Re: Filter Lines of Text File based on Value AND Date
Try this…
Code:
Dim lines() As String = IO.File.ReadAllLines(path)
Dim distinctBadges() As String = lines.Distinct(Function(l) l.SubString(0, 13)).ToArray
distinctBadges = Array.ConvertAll(distinctBadges, Function(l) l.SubString(0, 13))
Dim lastLines As New List(Of String)
For each db As String in distinctBadges
For x As Integer = 0 To lines.GetUpperBound(0)
If lines(x) < lines.GetUpperBound(0) AndAlso lines(x).StartsWith(db) And Not lines(x + 1).StartsWith(db) Then
lastLines.Add(lines(x))
End If
Next
Next
Re: Filter Lines of Text File based on Value AND Date
You will need to parse the line. While it doesn't appear as though you have a common delimiter, it isn't really all that bad.
It looks like the line always starts with Badge# (notice the space). The next value is always numeric. The next value is always a comma followed by a space. The next value is always Test [PASSED|FAILED] ON: (notice the space).
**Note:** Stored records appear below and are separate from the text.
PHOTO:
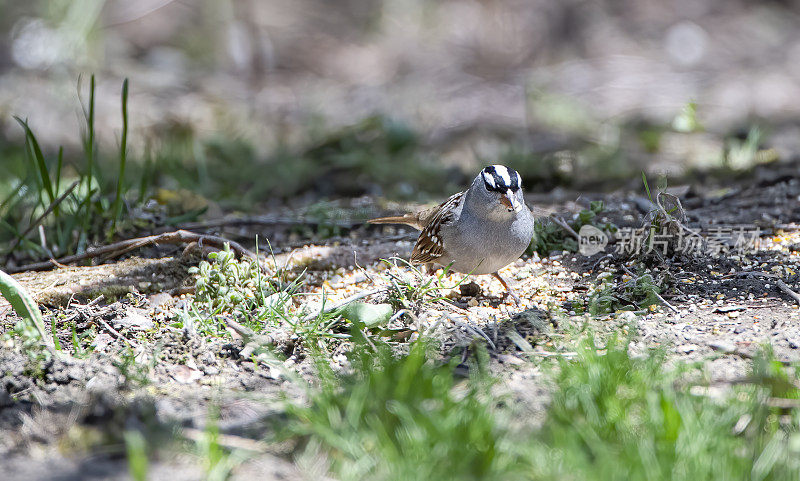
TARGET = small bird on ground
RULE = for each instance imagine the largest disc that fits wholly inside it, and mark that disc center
(477, 231)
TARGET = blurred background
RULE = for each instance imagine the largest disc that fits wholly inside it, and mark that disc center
(257, 102)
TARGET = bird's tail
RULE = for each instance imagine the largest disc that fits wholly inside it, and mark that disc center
(408, 219)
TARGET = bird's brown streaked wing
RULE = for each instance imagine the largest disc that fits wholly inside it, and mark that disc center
(429, 245)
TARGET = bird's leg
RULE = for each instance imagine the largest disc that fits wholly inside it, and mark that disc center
(509, 291)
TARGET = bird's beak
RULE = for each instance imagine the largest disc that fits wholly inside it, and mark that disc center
(510, 202)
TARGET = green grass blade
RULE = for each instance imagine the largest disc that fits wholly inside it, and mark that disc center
(123, 154)
(646, 187)
(38, 157)
(89, 152)
(23, 304)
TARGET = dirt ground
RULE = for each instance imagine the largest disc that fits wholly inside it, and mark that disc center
(66, 421)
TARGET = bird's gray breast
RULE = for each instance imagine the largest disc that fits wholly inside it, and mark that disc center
(483, 246)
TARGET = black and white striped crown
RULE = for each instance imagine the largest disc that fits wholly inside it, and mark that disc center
(500, 178)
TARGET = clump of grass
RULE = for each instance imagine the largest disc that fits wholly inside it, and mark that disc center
(402, 418)
(637, 292)
(413, 288)
(616, 416)
(66, 206)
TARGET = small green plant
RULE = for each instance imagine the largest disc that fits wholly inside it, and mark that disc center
(136, 451)
(638, 292)
(687, 121)
(26, 308)
(403, 417)
(71, 212)
(549, 236)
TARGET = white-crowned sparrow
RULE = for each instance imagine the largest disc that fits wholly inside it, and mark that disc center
(478, 231)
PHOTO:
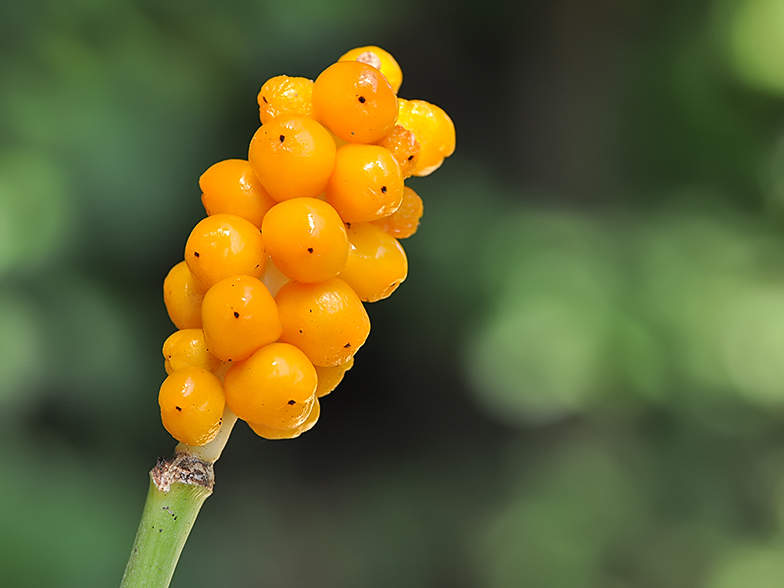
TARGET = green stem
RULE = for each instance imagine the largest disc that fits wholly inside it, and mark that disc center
(178, 488)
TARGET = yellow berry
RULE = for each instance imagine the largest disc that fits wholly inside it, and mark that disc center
(275, 387)
(376, 264)
(292, 156)
(306, 239)
(186, 348)
(331, 376)
(403, 146)
(239, 316)
(285, 95)
(224, 245)
(404, 222)
(273, 434)
(232, 187)
(326, 320)
(191, 401)
(182, 295)
(366, 183)
(355, 101)
(434, 131)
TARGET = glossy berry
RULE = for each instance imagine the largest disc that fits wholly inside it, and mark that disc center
(381, 60)
(366, 183)
(376, 264)
(191, 401)
(434, 131)
(224, 245)
(231, 187)
(285, 95)
(274, 434)
(404, 222)
(182, 295)
(306, 239)
(403, 146)
(326, 320)
(355, 101)
(292, 156)
(331, 376)
(186, 348)
(239, 316)
(275, 387)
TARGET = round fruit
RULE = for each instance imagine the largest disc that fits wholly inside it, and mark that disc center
(192, 403)
(326, 320)
(186, 348)
(275, 387)
(366, 183)
(355, 101)
(224, 245)
(231, 187)
(239, 316)
(182, 296)
(306, 239)
(376, 264)
(293, 157)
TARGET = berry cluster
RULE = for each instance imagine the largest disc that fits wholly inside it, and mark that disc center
(269, 299)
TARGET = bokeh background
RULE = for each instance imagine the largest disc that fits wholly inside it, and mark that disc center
(581, 383)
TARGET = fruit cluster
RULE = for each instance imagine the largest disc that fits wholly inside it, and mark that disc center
(269, 299)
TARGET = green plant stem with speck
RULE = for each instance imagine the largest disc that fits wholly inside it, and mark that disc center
(178, 488)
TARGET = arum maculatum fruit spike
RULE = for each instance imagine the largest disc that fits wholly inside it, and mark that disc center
(269, 297)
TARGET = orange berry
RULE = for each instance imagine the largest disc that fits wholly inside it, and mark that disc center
(239, 316)
(232, 187)
(326, 320)
(191, 401)
(355, 101)
(331, 376)
(182, 295)
(379, 59)
(403, 147)
(186, 348)
(285, 95)
(306, 239)
(376, 264)
(366, 183)
(404, 222)
(434, 131)
(273, 434)
(293, 156)
(275, 387)
(224, 245)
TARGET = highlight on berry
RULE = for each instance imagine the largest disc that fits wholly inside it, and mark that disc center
(269, 297)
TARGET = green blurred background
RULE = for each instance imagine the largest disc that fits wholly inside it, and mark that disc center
(581, 384)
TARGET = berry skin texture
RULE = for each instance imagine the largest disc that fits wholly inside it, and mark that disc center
(186, 348)
(292, 156)
(330, 377)
(231, 187)
(366, 183)
(376, 264)
(239, 316)
(285, 95)
(182, 295)
(224, 245)
(355, 101)
(326, 320)
(434, 131)
(275, 387)
(404, 222)
(306, 239)
(403, 146)
(379, 59)
(191, 401)
(274, 434)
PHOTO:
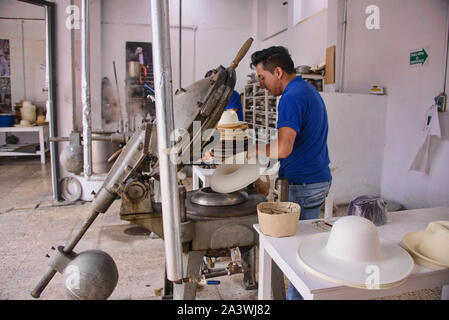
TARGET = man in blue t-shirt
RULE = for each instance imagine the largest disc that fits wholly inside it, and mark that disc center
(302, 127)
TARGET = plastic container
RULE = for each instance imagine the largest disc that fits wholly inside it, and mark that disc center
(278, 219)
(6, 120)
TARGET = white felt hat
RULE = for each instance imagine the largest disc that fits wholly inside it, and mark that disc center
(430, 248)
(229, 119)
(352, 254)
(236, 173)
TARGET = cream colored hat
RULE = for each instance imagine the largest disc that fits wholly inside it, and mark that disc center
(236, 173)
(229, 119)
(352, 254)
(430, 248)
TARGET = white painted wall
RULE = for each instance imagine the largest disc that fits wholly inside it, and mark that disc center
(356, 142)
(213, 31)
(31, 55)
(306, 41)
(382, 57)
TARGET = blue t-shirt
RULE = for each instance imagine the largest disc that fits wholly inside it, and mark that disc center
(302, 109)
(236, 103)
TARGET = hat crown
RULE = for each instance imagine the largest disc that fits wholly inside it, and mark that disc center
(435, 241)
(228, 117)
(354, 238)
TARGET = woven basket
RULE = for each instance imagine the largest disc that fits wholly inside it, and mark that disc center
(278, 219)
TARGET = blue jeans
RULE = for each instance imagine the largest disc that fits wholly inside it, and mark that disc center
(310, 197)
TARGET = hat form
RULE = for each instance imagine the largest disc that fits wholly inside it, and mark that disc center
(229, 119)
(430, 248)
(352, 254)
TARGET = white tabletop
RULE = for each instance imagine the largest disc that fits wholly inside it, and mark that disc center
(283, 250)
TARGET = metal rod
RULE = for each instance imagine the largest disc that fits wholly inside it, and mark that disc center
(23, 62)
(85, 89)
(72, 57)
(180, 43)
(165, 125)
(50, 105)
(446, 52)
(343, 47)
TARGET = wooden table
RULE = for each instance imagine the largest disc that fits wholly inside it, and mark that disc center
(283, 252)
(43, 137)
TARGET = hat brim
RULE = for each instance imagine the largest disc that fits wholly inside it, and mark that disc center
(228, 178)
(231, 124)
(392, 269)
(411, 241)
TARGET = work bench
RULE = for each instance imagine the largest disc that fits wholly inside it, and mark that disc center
(282, 251)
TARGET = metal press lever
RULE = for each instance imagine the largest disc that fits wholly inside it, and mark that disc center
(242, 52)
(129, 160)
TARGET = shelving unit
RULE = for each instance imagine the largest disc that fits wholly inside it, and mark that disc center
(43, 142)
(260, 108)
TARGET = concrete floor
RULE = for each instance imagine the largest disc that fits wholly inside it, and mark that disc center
(30, 224)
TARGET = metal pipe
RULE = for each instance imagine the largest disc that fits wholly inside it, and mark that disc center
(85, 89)
(50, 105)
(72, 57)
(343, 47)
(23, 62)
(165, 126)
(180, 42)
(446, 52)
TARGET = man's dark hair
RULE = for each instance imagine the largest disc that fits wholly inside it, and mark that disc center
(272, 58)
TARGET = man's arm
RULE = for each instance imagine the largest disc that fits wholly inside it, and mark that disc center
(278, 149)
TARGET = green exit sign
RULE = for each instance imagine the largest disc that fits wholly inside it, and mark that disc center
(418, 57)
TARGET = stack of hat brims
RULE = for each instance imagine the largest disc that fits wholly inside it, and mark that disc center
(430, 247)
(233, 137)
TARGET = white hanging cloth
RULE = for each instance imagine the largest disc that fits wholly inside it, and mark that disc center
(431, 128)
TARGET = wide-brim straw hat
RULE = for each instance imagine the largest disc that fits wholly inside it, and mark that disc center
(352, 254)
(430, 247)
(229, 119)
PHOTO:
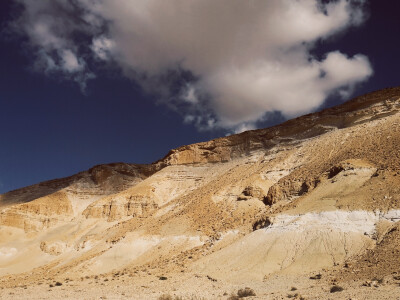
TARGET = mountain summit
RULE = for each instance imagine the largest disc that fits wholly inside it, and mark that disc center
(293, 209)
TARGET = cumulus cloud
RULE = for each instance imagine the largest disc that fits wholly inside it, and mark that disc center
(219, 63)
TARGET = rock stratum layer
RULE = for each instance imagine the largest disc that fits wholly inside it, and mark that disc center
(319, 193)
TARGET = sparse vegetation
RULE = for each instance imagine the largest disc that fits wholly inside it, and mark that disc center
(336, 288)
(318, 276)
(242, 293)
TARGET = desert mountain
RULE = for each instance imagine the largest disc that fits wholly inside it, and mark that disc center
(268, 209)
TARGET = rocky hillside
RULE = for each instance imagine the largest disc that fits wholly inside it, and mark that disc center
(319, 193)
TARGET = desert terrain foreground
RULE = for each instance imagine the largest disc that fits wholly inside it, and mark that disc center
(308, 209)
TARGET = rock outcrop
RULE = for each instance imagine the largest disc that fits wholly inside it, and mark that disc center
(312, 193)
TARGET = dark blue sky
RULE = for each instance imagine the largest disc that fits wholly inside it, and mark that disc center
(49, 129)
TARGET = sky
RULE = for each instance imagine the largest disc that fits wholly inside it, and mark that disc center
(87, 82)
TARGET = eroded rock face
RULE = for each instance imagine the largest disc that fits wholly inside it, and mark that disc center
(116, 209)
(322, 181)
(39, 214)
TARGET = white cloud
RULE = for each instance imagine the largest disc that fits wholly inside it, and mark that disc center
(246, 58)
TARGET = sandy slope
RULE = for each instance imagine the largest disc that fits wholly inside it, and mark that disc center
(266, 209)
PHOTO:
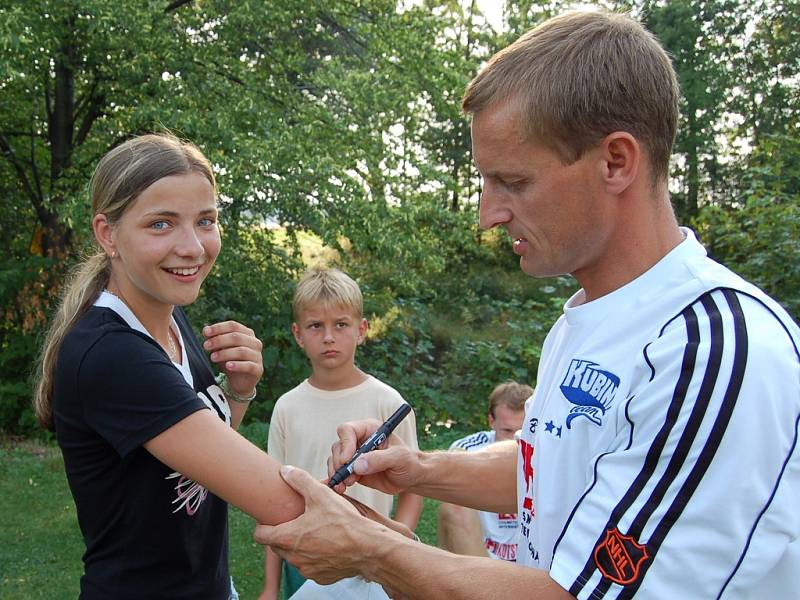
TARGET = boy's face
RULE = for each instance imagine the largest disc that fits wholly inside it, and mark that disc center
(329, 335)
(505, 422)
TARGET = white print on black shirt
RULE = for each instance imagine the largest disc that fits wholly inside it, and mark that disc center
(189, 494)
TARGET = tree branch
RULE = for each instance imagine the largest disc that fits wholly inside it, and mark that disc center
(8, 152)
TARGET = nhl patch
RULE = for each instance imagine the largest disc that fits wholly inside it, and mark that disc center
(620, 557)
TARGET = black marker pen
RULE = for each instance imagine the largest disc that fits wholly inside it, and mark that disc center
(373, 441)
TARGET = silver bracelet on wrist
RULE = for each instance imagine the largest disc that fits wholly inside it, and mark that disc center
(222, 382)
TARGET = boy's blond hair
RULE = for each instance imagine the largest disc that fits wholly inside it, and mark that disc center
(510, 394)
(578, 77)
(327, 287)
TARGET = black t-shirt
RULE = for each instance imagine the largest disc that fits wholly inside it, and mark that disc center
(149, 532)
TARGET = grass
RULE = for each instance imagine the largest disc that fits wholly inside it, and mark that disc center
(41, 545)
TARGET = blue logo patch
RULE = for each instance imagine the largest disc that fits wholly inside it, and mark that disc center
(590, 389)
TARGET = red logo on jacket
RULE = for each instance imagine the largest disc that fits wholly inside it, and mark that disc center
(619, 557)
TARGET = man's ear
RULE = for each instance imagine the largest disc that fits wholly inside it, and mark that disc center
(104, 233)
(296, 334)
(362, 330)
(622, 160)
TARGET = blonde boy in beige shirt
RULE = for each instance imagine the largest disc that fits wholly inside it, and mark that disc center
(329, 326)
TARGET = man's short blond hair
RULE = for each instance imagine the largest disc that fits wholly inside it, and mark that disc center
(580, 76)
(510, 394)
(329, 288)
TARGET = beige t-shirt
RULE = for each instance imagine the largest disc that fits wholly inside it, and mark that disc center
(304, 422)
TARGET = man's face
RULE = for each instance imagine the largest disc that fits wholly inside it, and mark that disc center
(554, 212)
(506, 422)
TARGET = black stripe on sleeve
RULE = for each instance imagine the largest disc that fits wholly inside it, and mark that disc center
(678, 460)
(656, 448)
(712, 443)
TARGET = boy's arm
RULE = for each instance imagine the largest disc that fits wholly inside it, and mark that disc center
(409, 507)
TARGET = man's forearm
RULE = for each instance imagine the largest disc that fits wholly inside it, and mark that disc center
(409, 507)
(481, 480)
(419, 571)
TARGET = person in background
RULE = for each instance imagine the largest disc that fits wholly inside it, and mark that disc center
(329, 326)
(659, 456)
(477, 533)
(146, 431)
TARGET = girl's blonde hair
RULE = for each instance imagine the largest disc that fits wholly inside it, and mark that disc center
(120, 177)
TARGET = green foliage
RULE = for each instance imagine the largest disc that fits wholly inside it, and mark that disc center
(759, 236)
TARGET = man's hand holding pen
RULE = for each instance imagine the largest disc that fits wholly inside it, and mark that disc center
(392, 469)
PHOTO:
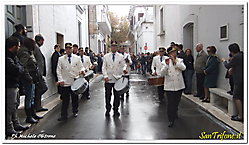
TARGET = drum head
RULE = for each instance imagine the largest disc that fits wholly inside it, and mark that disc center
(121, 84)
(88, 73)
(78, 84)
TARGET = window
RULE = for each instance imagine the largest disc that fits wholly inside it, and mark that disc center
(224, 32)
(60, 39)
(161, 22)
(140, 15)
(79, 33)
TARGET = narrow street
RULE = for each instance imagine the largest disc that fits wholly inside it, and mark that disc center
(142, 118)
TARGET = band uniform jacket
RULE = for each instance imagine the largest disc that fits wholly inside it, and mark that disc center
(173, 79)
(200, 62)
(29, 63)
(86, 62)
(113, 70)
(156, 63)
(66, 71)
(127, 57)
(54, 63)
(41, 62)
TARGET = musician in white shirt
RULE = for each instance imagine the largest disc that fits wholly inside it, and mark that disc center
(68, 69)
(88, 66)
(113, 68)
(128, 62)
(173, 82)
(157, 65)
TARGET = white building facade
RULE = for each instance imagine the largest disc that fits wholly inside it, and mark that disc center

The next value is always a date in MM-dd-yyyy hh:mm:ss tt format.
Take a look at this example:
Code:
Public Class Line
Private _badge As String
Public Property Badge() As String
Get
Return _badge
End Get
Set(value As String)
If (_badge <> value) Then
_badge = value
OnBadgeChanged()
End If
End Set
End Property
Protected Overridable Sub OnBadgeChanged()
RaiseEvent BadgeChanged(Me, EventArgs.Empty)
End Sub
Public Event BadgeChanged(sender As Object, e As EventArgs)
Private _result As String
Public Property Result() As String
Get
Return _result
End Get
Set(value As String)
If (_result <> value) Then
_result = value
OnResultChanged()
End If
End Set
End Property
Protected Overridable Sub OnResultChanged()
RaiseEvent ResultChanged(Me, EventArgs.Empty)
End Sub
Public Event ResultChanged(sender As Object, e As EventArgs)
Private _timestamp As DateTime
Public Property Timestamp() As DateTime
Get
Return _timestamp
End Get
Set(value As DateTime)
If (_timestamp <> value) Then
_timestamp = value
OnTimestampChanged()
End If
End Set
End Property
Protected Overridable Sub OnTimestampChanged()
RaiseEvent TimestampChanged(Me, EventArgs.Empty)
End Sub
Public Event TimestampChanged(sender As Object, e As EventArgs)
Public Shared Function TryParse(input As String, ByRef output As Line) As Boolean
output = Nothing
' cannot be empty
If (String.IsNullOrWhiteSpace(input)) Then
Return False
End If
' must start with Badge#
If (Not input.StartsWith("Badge# ")) Then
Return False
End If
' must have a numeric badge number
input = input.Substring("Badge# ".Length)
Dim index As Integer = 0
Dim badge As String = String.Empty
Do While index < input.Length AndAlso Char.IsDigit(input(index))
badge &= input(index).ToString()
index += 1
Loop
If (String.IsNullOrWhiteSpace(badge)) Then
Return False
End If
' must have a comma followed by a space follwed by Test
input = input.Substring(badge.Length)
If (Not input.StartsWith(", Test ")) Then
Return False
End If
' must have PASSED or FAILED
input = input.Substring(", Test ".Length)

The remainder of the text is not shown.